A mechanism for change: The four elements of effective CPD
Author Maria Buttuller
Date 12th Jan 2022
If improving teaching quality opens the door to raising student achievement, effective CPD can be the key. But, how can policymakers, school leaders and teacher educators distinguish more effective CPD from the less effective, and which options will really help fuel pupil academic achievement? Our latest blog investigates.
The importance of CPD
Schools and teaching professionals understand that high quality teaching is pivotal in improving children’s outcomes. Indeed, research tells us that high quality teaching can narrow the disadvantage gap. It won’t come as much of a surprise then that, on average, teachers spend 10.5 days per year on professional development (PD), attending courses, workshops, conferences, seminars, observation visits, or other in-service training (Sellen, 2016).

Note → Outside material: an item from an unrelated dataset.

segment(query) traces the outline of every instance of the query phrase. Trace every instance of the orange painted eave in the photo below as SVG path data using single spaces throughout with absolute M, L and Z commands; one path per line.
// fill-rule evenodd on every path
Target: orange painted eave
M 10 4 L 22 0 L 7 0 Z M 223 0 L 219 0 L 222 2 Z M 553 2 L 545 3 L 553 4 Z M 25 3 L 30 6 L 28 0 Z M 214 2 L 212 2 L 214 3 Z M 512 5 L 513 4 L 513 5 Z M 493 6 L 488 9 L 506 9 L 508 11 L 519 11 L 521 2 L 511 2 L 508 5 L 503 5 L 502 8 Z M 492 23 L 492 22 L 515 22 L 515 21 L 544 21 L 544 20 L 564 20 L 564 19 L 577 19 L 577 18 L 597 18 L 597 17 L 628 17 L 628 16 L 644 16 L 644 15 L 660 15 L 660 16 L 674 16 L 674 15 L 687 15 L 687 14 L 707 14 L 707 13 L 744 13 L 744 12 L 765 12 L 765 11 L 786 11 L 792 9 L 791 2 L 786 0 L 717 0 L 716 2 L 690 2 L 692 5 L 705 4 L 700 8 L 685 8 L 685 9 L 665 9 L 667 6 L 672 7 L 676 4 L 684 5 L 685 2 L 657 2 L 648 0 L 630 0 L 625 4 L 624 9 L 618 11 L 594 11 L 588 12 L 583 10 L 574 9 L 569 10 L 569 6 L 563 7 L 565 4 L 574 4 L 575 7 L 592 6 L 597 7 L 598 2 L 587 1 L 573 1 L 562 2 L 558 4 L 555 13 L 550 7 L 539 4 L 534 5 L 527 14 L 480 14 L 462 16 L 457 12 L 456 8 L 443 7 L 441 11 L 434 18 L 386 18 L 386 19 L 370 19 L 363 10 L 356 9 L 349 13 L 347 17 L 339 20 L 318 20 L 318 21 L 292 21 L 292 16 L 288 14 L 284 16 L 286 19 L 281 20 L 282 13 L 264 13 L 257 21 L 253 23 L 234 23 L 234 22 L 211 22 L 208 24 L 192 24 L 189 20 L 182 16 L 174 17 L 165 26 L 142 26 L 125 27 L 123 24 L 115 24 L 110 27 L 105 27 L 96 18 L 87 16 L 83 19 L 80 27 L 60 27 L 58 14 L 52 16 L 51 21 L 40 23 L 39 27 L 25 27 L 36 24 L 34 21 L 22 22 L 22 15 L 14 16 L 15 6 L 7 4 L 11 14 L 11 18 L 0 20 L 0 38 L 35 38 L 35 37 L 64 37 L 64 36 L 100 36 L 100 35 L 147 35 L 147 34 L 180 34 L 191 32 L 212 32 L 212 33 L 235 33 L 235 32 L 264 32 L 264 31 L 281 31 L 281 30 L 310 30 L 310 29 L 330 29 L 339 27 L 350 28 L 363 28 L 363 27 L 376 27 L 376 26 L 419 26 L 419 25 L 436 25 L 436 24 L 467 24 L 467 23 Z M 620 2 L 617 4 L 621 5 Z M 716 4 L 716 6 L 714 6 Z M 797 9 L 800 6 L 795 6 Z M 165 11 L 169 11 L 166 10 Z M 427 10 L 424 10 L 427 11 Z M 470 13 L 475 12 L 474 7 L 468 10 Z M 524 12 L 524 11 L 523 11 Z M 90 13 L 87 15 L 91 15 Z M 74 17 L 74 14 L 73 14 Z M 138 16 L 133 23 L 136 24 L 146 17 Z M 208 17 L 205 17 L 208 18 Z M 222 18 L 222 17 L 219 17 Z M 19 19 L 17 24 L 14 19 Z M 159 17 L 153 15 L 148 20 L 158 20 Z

This represents a significant investment of time and money, and it’s crucial, therefore, that the PD is well‑designed, selected, and implemented to justify this investment.
However, the choice of CPD and methodologies can be overwhelming, so how do leaders ensure its effectiveness? It might help to first consider the features of ineffective CPD.
Features of ineffective methods
Research from The Teachers Development Trust reports “that barely 1% of CPD training is improving classroom practice effectively in English schools.”
As David Weston, the CEO of the Trust says: ‘“A large swathe of training has no effect whatsoever on pupil outcomes. In fact, in some cases, teachers come away from irrelevant away-days having made poorly-understood and superficial changes to their teaching that not only make the lessons worse but also leaving them with the impression that they are now better teachers who require less training in future”… ‘“The training most schools choose is often poorly chosen and ineffective, and the evidence about how to fix this is not widely known or understood.”
Here, David Weston sets out some features of ineffective CPD:
- forcing teachers to follow lists of ‘best practice’ methods and checking compliance through repeated observations and scrutiny of lesson plans;
- mandating fixed structures for lessons;
- bolting on ‘tips and tricks’ to existing teaching;
- buying in and parroting pre-prepared schemes of work and lesson plans.
So the question remains, what does effective CPD look like?
The four elements of effective CPD
A recent review on teacher professional development from the Education Endowment Foundation (EEF) published in October 2021 states that ‘“effective teacher PD has to incorporate a set of mechanisms that are able to achieve four purposes (Goodrich, 2021)”.
1) To instil new evidence-based insights, such as: working memory is composed of separate visual-spatial and phonological systems, each of which has limited capacity (Baddleley & Hitch, 1974).
2) To motivate goal-directed behaviour around new ways of teaching that make use of this insight. For example, a teacher resolves to limit the cognitive load their teaching places on either the visual-spatial or the phonological system within working memory.
3) To develop different techniques that teachers use to put these insights to work, such as do not read aloud text that is also being presented visually, to avoid overloading the phonological loop.
4) To help embed this new practice – for example, by repeatedly practising remaining silent for a short period, while students read a clearly highlighted quote from a slide.
The EEF also stress in their review that teacher CPD is at its most effective and balanced when it incorporates elements of all the above four purposes (insights, goals, techniques and embedding practice) and that PD with only one or two of these purposes is, therefore, a less effective and imbalanced design.
For schools then, it seems CPD needs to address all four purposes (insights, goals, techniques and embedding practice) to enable the most effective impact on pupil learning. By maintaining a sustained, long-term, strategic view, schools can ensure that ineffective and imbalanced elements are replaced with well-rounded and balanced CPD.